We tend to look away from an important social fact: the majority of people manage some level of mental suffering. If not a clearly diagnosed psychiatric condition, measurable by public health statistics because they end up in the health service system, a dark, undiagnosed one. When this mental suffering is socially translated into an absence of meaning, then we have a serious problem. Meaning doesn’t sprout from the ground like beans: it has to be constructed. In traditional societies they were socially constructed as part of homogeneous collective rites and procedures. Unfortunately, conditions in most modern, complex societies are not conducive to the construction and re-construction of meaning. Most people undergo stages and changes where they have to literally reinvent themselves. It is then that some simply loose hold of whatever meaning they had: it slips through the cracks of a world too big and too chaotic to be made sense of. These are the people most vulnerable to drug abuse.
The last drug I have used was prescribed to me during a spine infection – infectious spondylodiscitis -, one of the most painful pathological conditions. It was oxicodone. Oxicodone, unlike other opiates, never made me sleepy. It made me calm and peacefully alert. I could write for hours and, unlike marijuana and other “down” drugs, it made my mind faster. There was no denial: it made me a better writer.
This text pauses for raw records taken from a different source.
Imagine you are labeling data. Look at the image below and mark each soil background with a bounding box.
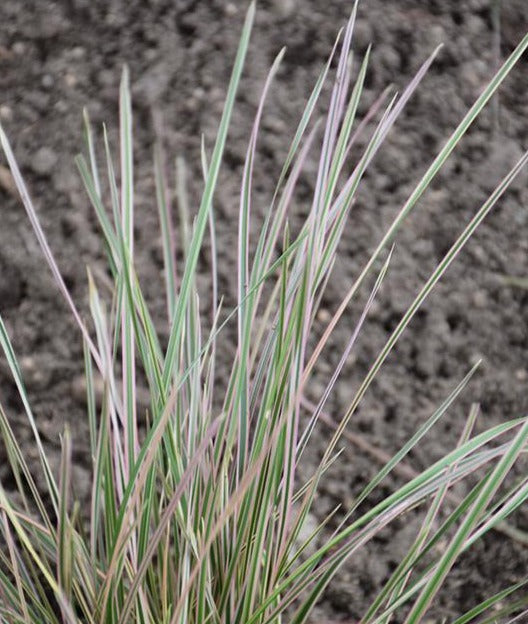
[0,0,528,622]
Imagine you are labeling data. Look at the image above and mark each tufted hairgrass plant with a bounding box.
[0,4,528,624]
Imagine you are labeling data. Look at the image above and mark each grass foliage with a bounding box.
[0,5,528,624]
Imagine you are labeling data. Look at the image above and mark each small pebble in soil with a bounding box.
[0,104,13,121]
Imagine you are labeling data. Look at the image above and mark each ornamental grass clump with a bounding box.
[0,5,528,624]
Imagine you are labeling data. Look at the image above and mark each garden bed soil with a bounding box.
[0,0,528,622]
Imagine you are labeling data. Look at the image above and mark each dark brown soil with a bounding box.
[0,0,528,622]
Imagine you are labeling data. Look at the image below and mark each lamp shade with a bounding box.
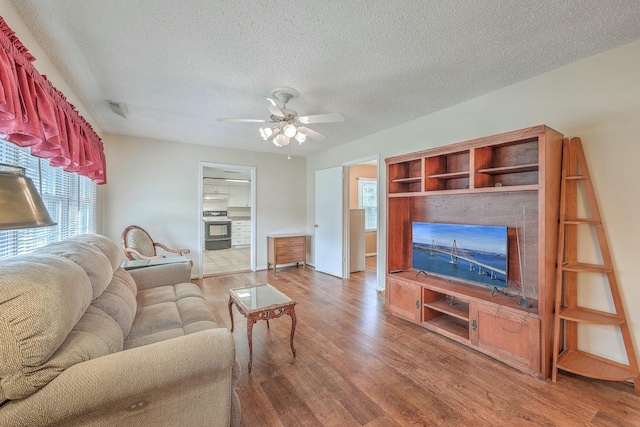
[0,164,56,230]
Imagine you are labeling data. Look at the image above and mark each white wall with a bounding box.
[307,41,640,368]
[103,134,307,275]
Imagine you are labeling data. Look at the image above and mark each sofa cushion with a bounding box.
[91,268,137,347]
[0,254,93,401]
[68,234,122,273]
[33,240,114,299]
[124,283,219,349]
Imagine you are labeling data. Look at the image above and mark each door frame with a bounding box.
[342,154,384,289]
[198,161,256,279]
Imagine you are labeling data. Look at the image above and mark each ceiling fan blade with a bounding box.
[298,126,327,141]
[298,113,344,124]
[218,118,269,123]
[267,97,284,117]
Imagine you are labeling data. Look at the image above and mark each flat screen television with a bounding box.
[411,222,509,288]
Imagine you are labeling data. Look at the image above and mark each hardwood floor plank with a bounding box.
[195,257,640,427]
[260,376,322,427]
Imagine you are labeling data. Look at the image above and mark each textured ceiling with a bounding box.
[9,0,640,156]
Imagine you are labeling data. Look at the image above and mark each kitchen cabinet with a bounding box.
[231,221,251,248]
[229,186,250,208]
[204,183,229,196]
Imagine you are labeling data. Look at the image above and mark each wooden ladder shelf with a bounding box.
[551,138,640,390]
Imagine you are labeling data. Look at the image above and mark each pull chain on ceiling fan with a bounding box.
[218,87,344,147]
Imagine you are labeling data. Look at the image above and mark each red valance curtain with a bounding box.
[0,16,107,184]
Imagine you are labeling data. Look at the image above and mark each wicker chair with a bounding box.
[121,225,191,261]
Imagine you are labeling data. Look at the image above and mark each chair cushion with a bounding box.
[125,228,156,259]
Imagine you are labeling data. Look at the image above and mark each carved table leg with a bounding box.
[287,306,296,357]
[229,297,233,332]
[247,316,256,373]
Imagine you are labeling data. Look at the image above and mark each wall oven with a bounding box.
[203,211,231,250]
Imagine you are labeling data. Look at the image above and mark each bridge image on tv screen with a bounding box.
[412,222,508,288]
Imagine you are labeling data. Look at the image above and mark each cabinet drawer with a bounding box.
[276,245,305,261]
[276,236,306,248]
[278,254,304,264]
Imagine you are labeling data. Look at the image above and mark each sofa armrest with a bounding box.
[0,328,240,426]
[129,262,191,290]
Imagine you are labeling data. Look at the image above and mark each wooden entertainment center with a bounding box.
[385,125,563,379]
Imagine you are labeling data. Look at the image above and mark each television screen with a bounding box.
[412,222,508,288]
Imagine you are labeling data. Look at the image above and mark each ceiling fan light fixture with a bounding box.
[282,124,298,138]
[296,132,307,144]
[273,133,291,147]
[260,128,273,141]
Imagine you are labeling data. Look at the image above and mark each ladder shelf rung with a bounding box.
[560,307,625,325]
[561,218,602,225]
[562,262,613,273]
[564,175,589,179]
[557,350,638,381]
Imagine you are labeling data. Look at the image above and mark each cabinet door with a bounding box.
[471,302,541,376]
[229,187,249,207]
[387,277,422,323]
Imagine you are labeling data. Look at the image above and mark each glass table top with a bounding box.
[229,284,293,311]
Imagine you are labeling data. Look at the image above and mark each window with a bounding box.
[0,137,97,258]
[358,178,378,231]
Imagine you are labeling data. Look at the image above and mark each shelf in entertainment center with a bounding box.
[422,314,469,342]
[388,184,539,197]
[393,270,538,315]
[424,298,469,322]
[427,171,469,179]
[477,163,538,175]
[391,176,422,183]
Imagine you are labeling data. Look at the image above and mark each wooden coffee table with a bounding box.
[229,284,296,372]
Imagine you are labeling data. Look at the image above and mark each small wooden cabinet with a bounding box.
[267,234,307,274]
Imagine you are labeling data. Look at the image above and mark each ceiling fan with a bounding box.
[218,87,344,147]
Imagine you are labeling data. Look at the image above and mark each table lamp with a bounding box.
[0,163,56,230]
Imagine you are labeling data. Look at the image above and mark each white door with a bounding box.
[314,166,343,277]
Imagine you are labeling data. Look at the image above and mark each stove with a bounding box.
[202,211,227,221]
[202,211,231,250]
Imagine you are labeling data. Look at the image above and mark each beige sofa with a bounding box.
[0,235,240,426]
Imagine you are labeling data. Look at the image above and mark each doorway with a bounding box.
[198,162,256,278]
[345,156,380,288]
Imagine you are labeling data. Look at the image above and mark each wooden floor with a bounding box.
[196,257,640,427]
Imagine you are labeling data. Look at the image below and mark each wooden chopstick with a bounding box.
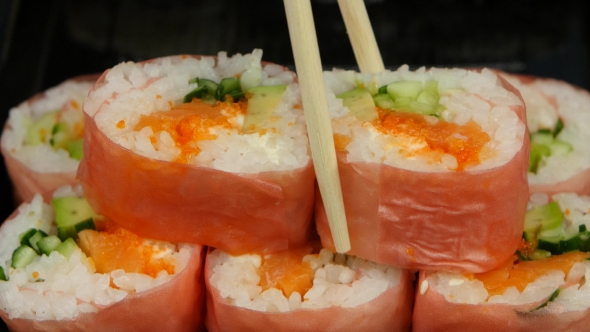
[284,0,350,253]
[338,0,385,74]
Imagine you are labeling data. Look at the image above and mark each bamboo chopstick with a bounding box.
[338,0,385,74]
[284,0,350,253]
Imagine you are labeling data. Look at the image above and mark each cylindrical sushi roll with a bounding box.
[79,50,315,254]
[316,66,529,272]
[205,247,414,332]
[501,73,590,195]
[413,193,590,332]
[1,75,98,203]
[0,186,205,331]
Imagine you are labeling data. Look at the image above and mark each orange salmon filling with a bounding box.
[258,247,314,298]
[374,108,490,171]
[466,251,590,296]
[133,98,248,164]
[78,223,174,278]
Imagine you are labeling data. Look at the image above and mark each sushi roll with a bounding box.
[0,186,204,331]
[501,73,590,195]
[205,247,413,332]
[78,50,315,254]
[316,66,529,272]
[1,75,98,203]
[413,193,590,332]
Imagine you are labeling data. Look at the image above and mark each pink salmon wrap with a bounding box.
[1,74,99,205]
[0,210,205,332]
[78,62,315,255]
[412,271,590,332]
[205,252,414,332]
[316,78,529,273]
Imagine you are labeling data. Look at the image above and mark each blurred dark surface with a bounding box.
[0,0,590,328]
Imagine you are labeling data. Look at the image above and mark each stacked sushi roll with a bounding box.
[316,66,529,272]
[501,73,590,195]
[0,186,204,331]
[205,247,413,331]
[1,75,98,202]
[413,193,590,331]
[79,50,315,254]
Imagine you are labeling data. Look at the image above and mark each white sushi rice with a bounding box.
[0,81,94,173]
[324,65,525,172]
[426,193,590,310]
[208,249,402,312]
[84,49,310,173]
[0,187,193,320]
[505,75,590,185]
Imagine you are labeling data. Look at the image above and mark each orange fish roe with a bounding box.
[258,247,314,298]
[78,223,174,278]
[375,108,490,171]
[467,251,590,296]
[134,98,247,163]
[334,134,352,152]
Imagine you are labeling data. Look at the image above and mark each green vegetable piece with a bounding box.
[336,88,379,121]
[548,139,574,156]
[553,118,563,137]
[373,93,394,110]
[215,77,242,101]
[66,138,84,160]
[37,235,61,256]
[18,228,37,246]
[29,231,47,254]
[528,249,551,261]
[387,81,424,100]
[531,288,560,311]
[51,196,97,241]
[55,238,78,258]
[25,111,59,146]
[242,85,287,134]
[11,245,39,269]
[524,202,563,233]
[49,122,73,150]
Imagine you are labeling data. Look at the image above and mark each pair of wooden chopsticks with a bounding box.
[284,0,384,253]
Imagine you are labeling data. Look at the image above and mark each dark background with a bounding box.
[0,0,590,329]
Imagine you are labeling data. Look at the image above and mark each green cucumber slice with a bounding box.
[11,245,39,269]
[55,238,78,258]
[29,231,47,254]
[37,235,61,256]
[524,202,563,232]
[373,93,394,110]
[548,139,574,156]
[66,138,84,160]
[387,81,424,100]
[242,85,287,134]
[49,122,73,150]
[25,111,59,145]
[336,88,379,121]
[18,228,37,246]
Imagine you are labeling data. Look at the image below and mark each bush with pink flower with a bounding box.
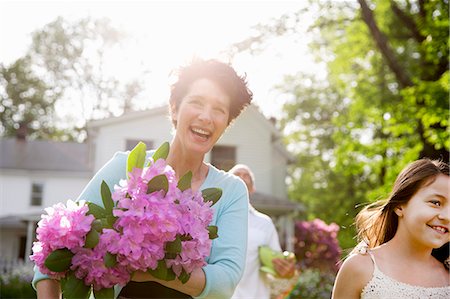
[30,142,222,298]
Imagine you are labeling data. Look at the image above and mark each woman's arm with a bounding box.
[36,279,61,299]
[197,179,248,299]
[131,269,206,297]
[331,254,374,299]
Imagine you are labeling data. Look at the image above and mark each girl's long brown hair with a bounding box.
[355,158,449,251]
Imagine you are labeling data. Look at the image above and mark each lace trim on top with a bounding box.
[359,248,450,299]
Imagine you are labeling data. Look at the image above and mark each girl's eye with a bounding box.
[215,108,225,114]
[430,199,441,207]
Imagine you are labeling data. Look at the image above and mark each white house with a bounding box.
[0,106,301,264]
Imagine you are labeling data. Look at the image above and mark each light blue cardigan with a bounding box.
[33,152,248,298]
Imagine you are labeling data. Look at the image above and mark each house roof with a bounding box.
[0,139,91,172]
[87,104,295,163]
[250,192,305,216]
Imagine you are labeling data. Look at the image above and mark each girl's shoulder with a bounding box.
[333,252,374,299]
[342,251,374,280]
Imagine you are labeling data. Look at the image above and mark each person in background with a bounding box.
[332,159,450,299]
[33,60,252,299]
[228,164,295,299]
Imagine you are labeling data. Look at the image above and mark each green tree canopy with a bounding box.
[237,0,450,248]
[0,17,142,141]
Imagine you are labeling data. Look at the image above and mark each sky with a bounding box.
[0,0,320,117]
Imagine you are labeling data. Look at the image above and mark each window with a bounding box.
[125,139,153,151]
[211,145,236,171]
[31,183,44,206]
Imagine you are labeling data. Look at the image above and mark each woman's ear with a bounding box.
[170,101,177,124]
[394,206,403,217]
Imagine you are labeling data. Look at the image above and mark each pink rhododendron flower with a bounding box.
[71,233,131,290]
[30,200,94,279]
[30,146,218,290]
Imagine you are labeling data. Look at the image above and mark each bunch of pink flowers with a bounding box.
[30,143,221,296]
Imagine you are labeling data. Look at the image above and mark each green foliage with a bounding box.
[0,264,36,299]
[283,268,335,299]
[45,248,74,272]
[0,17,142,141]
[234,0,450,248]
[61,272,91,299]
[0,56,59,138]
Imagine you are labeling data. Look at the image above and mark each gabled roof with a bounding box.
[250,192,305,216]
[0,139,91,172]
[87,104,295,163]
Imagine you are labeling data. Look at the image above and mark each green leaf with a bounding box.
[84,228,100,248]
[127,141,147,176]
[165,236,181,254]
[147,174,169,194]
[62,273,91,299]
[106,215,117,228]
[91,219,103,233]
[44,248,74,272]
[178,269,191,284]
[208,225,219,240]
[94,288,114,299]
[87,202,107,219]
[100,181,114,214]
[103,252,117,268]
[177,171,192,191]
[202,188,222,205]
[147,260,176,281]
[152,142,170,162]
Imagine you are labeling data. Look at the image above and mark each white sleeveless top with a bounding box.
[360,251,450,299]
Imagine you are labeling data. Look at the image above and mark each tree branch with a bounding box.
[358,0,413,87]
[391,0,425,43]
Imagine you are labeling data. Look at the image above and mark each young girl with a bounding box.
[332,159,450,299]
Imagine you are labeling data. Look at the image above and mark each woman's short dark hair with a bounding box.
[170,59,253,123]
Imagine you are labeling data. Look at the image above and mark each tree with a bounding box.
[1,17,142,141]
[230,0,450,248]
[0,57,58,139]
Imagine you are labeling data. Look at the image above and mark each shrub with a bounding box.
[280,268,335,299]
[0,264,36,299]
[295,219,341,273]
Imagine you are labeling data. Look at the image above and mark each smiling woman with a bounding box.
[33,60,252,298]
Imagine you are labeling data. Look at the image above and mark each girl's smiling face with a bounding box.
[171,79,231,155]
[395,174,450,248]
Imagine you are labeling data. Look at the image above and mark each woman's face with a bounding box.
[171,79,231,155]
[395,174,450,248]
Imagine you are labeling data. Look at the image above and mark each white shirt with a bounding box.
[231,205,281,299]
My mind was clear and all the problems could be figured out. Alone. Totally alone. With oxicodone, I didn’t need anyone.
I was aware of the risks: whatever neurological and/or psychiatric condition I have is serious enough to have caused me to survive a suicide attempt by accident. My life history doesn’t help at all. I know I am permanently seeking to numb my inner pain.
There are two things, however that oxicodone quenches besides pain: strength and libido. It keeps me away from LOVE. Oxicodone takes away from me my means for transcendence and connection to the “all”. My cement to the fragmented parts of myself: my strength under the loaded bar. I become a contented broken person, a numb pile of fragments generating ideas from chaos. Finally, it takes away my connection to my beloved. I am aware of his existence, yet he exists in a different dimension. I reach out and cannot touch him.
The “inner war on drugs” can only be fought if there are enough sources of meaning that conflict with drug use. My case illustrates the fact that any drug will impair my ability to be a good powerlifter and to make love. Other people may have other sources of meaning and happiness, and drug addiction will destroy all of them because it takes their place, at a neurological level. After it takes their place, it leaves a hollow space that cannot be filled without great struggle. A struggle for which very often the person has no strength to face.
There lies the danger: anyone without good sources of meaning and happiness may very well choose to die as an addict. And maybe this is what they do.
Were it not for powerlifting, would I be an “active junkie”? I bet I would. Almost certainly. Without powerlifting I wouldn’t be alive, period: the reasons go beyond the drug issue. But powerlifting is so important that I refrain from the almost irresistible temptation of oxicodone because it quenches my strength, my magical powers of integration. It kills love.
It is not a hard choice. It is actually very easy. If a hardcore junkie, like me, could make it, so can anybody else.
Powerlifting is that powerful: it drives away destructive addiction and it opens the door to love.